Isaiah 55:7 says, “Let the wicked forsake his way, and the evil man his thoughts.” Let’s face it, we are sinful people, and the only way to get rid of the bad stuff in our minds is to replace it with the good. Romans 12:2 talks about being “transformed by the renewing of your mind.” (Romans 12:2) Memorizing Scripture is key here as we learn to think God’s thoughts after him. Spending time in God’s Word, listening to good Christian music in the home or in the car, all of these are important ways of filling your mind with good things. Filter out the bad; focus on the good; practice discernment. Think good thoughts.

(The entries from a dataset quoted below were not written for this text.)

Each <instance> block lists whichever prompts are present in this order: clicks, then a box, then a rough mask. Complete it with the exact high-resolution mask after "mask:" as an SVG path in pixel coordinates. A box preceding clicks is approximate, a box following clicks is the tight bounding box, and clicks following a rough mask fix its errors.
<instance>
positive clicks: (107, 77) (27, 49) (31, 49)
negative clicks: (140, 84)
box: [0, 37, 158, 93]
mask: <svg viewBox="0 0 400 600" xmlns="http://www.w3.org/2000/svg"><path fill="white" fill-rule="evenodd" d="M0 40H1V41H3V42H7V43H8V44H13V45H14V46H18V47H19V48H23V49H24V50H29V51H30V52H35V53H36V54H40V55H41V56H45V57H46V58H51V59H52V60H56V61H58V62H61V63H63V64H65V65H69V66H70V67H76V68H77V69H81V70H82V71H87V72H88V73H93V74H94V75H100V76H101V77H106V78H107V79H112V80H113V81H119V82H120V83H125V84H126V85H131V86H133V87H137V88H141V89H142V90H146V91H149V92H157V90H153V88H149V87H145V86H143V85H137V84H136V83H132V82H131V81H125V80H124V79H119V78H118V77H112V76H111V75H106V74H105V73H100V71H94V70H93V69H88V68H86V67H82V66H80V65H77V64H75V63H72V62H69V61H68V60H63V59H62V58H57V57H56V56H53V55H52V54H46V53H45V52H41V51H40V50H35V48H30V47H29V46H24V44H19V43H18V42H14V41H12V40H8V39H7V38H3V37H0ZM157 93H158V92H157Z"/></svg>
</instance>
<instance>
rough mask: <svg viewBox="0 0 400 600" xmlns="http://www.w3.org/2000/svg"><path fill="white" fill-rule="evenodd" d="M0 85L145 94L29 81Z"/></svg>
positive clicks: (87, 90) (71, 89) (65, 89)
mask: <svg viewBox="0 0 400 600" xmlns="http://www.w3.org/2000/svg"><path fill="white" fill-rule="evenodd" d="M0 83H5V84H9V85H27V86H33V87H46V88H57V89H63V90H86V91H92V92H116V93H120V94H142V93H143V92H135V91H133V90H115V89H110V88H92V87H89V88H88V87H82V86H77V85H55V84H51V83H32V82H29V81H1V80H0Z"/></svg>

7) Put it into practice (9)

And then finally, instruction number seven: put it into practice. Don’t just think, do! Look at verse 9 where Paul writes: “Whatever you have learned or received or heard from me, or seen in me—put it into practice. And the God of peace will be with you.” (Philippians 4:9)

Paul asks the Philippians: Did you learn something from me? Did you receive instruction? Have you heard what I’ve been saying? Have you seen my example? Then do it! And the same word applies to us. We don’t just come to church to listen and leave. We come so that our lives may be changed. Take what you have learned or received or heard or seen and put it into practice.

And what will be the result? “The God of peace will be with you.” That’s it folks. Nothing beats that. Verse 8 spoke about the peace of God which was wonderful enough. But I would rather have the God of peace than the peace of God. Fortunately you don’t have to choose between the two. They are actually related, because only God’s presence brings God’s peace. Do you want to know God’s presence in your life? Then put these things into practice. And the God of peace will be with you.

CONCLUSION: So there you have it. We are citizens of heaven, but we still live here on earth. So Paul leaves us with seven vital instructions for earth:

1) Stand firm in the Lord.
2) Agree with each other.
3) Rejoice in the Lord always.
4) Let your gentleness be evident to all.
5) Don’t worry, pray!
6) Think good thoughts.
7) Put it into practice.

These are things that we cannot possibly do without Jesus Christ in our lives. If you are not a Christian, don’t try and do this list to try and gain approval with God. Rather, let this list show you your need for the Savior, and put your faith in Christ who died for you. If you are a Christian, don’t try and do this list in your own strength. Ask Jesus to help you grow in these areas and ask his forgiveness when you fail. We cannot do this list on our own, but we can do all things through Christ who gives us strength!